But the same historical twist applies to photography, albeit a century earlier
-- whether copyright should be extened to photographs was a hotly debated
issue in the courts.

It wasn't until 1865 that copyright was extended to photos, almost 100 years
after copyright itself was instantiated.

More details: [http://www.copyrighthistory.org/cgi-
bin/kleioc/0010/exec/aus...](http://www.copyrighthistory.org/cgi-
bin/kleioc/0010/exec/ausgabe/%22f_1862%22)

------
bugsy
The commentary I have read this last week on this case seems to all take one
side or the other and makes absolutist claims for either. There are certainly
many such cases in copyright law where things are obvious and the result of a
court case clear in advance to those knowledgable of copyright law. This is
not one of those cases, it is more subtle.

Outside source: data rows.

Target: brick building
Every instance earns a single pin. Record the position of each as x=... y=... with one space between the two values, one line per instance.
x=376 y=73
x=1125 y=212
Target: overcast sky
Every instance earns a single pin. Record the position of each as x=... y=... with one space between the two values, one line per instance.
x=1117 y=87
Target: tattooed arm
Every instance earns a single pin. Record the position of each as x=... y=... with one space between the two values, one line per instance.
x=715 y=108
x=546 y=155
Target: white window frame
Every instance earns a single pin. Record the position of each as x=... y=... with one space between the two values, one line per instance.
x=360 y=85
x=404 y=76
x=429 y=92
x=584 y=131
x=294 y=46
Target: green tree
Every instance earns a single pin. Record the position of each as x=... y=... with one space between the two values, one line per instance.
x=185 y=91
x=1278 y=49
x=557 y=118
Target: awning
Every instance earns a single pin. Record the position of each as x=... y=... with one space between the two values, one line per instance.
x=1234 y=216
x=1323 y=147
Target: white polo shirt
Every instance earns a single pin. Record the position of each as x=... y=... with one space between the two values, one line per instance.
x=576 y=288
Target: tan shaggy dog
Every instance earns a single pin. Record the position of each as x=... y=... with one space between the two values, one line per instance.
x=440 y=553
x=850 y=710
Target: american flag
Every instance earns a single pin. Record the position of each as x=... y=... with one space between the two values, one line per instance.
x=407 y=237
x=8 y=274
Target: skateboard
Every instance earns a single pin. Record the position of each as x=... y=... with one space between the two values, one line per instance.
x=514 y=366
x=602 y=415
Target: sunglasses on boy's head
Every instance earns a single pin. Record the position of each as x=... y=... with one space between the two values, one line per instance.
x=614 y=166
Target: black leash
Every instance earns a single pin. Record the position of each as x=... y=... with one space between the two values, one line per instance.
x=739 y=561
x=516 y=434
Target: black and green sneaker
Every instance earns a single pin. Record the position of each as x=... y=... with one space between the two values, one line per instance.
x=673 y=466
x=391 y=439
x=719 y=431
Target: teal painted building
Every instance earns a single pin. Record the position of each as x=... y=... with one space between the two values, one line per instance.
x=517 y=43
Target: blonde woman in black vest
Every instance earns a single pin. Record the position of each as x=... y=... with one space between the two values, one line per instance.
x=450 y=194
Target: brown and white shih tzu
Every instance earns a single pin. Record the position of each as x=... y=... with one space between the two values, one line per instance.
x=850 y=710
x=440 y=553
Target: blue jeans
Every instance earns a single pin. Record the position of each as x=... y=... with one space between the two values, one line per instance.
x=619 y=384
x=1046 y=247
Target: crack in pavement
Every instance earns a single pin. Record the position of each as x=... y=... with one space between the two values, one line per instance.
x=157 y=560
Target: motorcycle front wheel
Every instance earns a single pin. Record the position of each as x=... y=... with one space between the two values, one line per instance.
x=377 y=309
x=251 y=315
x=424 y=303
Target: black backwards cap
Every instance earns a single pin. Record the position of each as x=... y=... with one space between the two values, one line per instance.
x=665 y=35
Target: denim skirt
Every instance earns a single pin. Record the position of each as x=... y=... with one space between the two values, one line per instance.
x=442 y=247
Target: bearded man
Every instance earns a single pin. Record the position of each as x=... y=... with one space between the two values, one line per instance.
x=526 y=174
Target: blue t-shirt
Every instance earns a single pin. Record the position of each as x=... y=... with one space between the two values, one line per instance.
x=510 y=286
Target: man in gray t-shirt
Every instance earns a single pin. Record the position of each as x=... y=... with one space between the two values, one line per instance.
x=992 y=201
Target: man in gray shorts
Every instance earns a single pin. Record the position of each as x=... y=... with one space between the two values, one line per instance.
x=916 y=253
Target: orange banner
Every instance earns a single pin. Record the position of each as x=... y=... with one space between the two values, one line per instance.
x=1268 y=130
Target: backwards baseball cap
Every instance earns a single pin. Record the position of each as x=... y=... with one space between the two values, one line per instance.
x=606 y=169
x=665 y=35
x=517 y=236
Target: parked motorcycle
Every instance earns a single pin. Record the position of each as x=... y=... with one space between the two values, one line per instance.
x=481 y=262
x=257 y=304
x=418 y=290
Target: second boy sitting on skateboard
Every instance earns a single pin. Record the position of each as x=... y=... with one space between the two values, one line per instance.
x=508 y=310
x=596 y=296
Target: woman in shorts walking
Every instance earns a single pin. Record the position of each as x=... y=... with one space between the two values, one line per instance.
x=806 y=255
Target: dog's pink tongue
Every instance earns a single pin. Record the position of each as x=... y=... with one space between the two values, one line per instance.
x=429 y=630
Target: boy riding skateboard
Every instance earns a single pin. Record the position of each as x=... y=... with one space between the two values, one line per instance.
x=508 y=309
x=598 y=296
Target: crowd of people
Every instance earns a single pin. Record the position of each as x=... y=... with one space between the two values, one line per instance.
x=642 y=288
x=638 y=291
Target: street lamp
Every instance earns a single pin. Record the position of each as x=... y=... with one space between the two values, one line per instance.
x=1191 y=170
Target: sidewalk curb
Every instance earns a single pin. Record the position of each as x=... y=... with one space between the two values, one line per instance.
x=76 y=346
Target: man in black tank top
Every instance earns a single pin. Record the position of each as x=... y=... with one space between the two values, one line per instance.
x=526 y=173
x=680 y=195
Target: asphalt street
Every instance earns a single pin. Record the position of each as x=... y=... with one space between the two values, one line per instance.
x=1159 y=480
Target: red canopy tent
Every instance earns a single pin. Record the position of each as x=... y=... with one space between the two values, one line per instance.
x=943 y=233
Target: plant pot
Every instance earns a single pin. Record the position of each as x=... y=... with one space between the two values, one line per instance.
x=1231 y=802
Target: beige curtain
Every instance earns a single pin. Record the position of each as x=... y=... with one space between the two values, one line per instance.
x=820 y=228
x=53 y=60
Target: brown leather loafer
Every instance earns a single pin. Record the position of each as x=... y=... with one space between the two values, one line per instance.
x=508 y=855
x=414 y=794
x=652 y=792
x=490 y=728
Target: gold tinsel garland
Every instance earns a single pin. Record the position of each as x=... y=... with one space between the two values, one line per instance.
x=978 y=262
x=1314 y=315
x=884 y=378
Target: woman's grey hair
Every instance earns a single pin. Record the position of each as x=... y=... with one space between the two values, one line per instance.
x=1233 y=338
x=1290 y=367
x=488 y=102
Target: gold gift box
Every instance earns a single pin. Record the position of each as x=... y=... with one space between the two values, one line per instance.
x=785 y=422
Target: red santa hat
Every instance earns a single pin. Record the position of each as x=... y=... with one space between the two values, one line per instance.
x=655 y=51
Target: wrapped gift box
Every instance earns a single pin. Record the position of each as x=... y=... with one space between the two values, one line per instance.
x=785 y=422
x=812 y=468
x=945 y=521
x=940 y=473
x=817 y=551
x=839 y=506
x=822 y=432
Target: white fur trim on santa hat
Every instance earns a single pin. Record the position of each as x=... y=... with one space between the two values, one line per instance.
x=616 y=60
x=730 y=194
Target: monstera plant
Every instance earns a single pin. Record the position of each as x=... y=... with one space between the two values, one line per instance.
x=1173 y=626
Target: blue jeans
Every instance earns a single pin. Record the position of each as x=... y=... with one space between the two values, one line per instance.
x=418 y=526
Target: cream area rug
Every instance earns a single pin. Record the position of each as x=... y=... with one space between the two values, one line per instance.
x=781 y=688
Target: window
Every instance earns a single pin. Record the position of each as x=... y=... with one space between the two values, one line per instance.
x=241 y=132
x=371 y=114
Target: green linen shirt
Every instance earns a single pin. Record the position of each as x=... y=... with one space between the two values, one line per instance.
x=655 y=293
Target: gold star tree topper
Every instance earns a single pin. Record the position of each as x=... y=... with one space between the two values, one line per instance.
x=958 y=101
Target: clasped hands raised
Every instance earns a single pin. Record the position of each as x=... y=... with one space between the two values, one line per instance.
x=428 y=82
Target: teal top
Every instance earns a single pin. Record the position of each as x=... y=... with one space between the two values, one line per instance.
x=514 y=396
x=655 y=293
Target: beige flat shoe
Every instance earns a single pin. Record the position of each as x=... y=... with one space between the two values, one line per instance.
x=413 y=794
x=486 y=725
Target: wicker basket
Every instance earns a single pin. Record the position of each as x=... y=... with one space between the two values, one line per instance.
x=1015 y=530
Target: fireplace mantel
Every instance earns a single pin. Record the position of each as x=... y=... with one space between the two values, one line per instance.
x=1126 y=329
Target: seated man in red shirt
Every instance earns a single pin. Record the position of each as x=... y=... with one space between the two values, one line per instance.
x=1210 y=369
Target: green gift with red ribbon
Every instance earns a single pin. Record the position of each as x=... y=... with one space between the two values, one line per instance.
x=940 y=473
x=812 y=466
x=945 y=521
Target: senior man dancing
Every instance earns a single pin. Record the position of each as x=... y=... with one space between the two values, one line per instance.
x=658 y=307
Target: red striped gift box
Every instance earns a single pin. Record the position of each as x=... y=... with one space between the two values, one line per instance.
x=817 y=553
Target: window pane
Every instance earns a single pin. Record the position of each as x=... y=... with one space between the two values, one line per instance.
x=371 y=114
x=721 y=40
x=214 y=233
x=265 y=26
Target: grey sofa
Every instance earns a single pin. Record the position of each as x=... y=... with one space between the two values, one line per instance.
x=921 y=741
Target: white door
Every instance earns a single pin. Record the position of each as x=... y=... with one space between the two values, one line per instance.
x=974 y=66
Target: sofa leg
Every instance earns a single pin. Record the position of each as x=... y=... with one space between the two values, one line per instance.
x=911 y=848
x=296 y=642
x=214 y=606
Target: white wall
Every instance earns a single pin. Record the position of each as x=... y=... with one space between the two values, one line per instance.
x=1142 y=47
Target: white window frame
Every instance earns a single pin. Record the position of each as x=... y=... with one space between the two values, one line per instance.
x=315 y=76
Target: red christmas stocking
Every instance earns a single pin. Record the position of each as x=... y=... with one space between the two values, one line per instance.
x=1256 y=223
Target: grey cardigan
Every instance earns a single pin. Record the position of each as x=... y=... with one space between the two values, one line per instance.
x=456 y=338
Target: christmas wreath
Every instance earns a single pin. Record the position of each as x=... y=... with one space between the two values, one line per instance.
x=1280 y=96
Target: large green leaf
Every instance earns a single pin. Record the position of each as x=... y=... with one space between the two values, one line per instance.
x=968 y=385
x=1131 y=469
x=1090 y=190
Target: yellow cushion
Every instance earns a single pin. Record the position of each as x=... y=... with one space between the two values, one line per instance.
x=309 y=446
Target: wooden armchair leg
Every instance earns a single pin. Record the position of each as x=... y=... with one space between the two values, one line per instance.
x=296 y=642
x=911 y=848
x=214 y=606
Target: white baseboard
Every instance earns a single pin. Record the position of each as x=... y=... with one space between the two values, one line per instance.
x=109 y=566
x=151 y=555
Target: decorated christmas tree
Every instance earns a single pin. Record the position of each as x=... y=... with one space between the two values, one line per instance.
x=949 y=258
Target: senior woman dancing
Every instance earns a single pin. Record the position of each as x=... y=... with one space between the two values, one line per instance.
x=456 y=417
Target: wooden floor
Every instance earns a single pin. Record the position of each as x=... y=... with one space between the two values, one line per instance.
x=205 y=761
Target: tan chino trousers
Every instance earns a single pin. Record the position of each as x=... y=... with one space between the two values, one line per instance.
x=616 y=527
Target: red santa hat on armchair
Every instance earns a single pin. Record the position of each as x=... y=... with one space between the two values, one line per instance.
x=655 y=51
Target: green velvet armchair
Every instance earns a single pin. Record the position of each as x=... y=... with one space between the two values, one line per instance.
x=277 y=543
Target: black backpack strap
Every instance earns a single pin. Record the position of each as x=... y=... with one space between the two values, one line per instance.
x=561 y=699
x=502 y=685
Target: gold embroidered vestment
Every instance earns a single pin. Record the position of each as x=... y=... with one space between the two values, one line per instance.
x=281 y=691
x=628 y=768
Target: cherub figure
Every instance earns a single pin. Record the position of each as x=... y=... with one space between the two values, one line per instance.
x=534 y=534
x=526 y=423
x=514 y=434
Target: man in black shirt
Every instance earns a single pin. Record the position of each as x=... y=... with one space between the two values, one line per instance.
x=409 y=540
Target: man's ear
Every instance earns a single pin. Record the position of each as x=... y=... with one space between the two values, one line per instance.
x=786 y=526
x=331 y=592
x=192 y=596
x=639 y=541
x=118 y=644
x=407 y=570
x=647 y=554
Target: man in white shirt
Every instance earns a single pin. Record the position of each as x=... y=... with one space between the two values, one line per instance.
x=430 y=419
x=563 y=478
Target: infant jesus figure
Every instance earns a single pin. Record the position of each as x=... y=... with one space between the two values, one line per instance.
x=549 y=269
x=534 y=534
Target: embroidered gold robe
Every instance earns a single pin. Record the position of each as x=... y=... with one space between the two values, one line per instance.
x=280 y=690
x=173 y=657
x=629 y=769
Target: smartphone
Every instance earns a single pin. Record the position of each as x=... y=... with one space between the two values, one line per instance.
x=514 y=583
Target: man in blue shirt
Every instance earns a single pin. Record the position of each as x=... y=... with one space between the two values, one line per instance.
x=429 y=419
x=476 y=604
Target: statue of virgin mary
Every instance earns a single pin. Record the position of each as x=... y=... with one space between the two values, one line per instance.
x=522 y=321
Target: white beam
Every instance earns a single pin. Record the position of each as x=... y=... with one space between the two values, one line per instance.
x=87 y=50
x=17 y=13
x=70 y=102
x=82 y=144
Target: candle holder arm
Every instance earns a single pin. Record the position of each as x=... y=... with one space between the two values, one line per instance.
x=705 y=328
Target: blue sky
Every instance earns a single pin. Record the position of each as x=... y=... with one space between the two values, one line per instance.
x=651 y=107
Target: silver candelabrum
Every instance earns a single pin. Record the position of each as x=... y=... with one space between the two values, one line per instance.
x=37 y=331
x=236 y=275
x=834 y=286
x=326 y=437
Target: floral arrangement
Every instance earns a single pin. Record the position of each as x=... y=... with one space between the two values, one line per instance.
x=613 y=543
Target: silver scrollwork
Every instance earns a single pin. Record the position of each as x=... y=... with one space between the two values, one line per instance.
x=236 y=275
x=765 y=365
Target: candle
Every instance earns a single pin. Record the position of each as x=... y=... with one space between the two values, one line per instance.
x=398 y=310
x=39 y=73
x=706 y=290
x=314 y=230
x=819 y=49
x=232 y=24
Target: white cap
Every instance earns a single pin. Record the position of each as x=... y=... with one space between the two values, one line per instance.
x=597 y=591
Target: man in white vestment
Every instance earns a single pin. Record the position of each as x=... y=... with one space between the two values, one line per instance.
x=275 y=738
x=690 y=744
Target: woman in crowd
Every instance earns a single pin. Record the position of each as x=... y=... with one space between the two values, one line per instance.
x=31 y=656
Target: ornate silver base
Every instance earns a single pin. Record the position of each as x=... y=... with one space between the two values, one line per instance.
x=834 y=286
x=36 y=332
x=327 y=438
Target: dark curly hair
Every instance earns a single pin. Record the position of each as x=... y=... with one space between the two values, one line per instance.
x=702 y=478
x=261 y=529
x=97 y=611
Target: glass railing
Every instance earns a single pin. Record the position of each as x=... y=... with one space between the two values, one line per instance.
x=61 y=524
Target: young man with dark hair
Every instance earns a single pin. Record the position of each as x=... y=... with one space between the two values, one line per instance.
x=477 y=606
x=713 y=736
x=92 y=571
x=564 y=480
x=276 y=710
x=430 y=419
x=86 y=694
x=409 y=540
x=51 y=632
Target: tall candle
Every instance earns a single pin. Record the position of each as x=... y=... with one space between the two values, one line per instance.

The work is derivative, but he claims it is not a copy that has been filtered
with an algorithm, he hired an artist to recreate it pixel by pixel by hand.
Thus it's like an impressionist painting of a realistic photo. A substantial
difference. Is it fair use? Fair use looks at many things not just one. Given
that it's transformative to comment on what is being done to the music as
well, and it's a non-commercial project (income went to pay costs and
remaining profit went to charitable something or another), it might be fair
use. Or it might not. This would have to be resolved in court because it's an
edge case. It's not cut and dried who would win this case.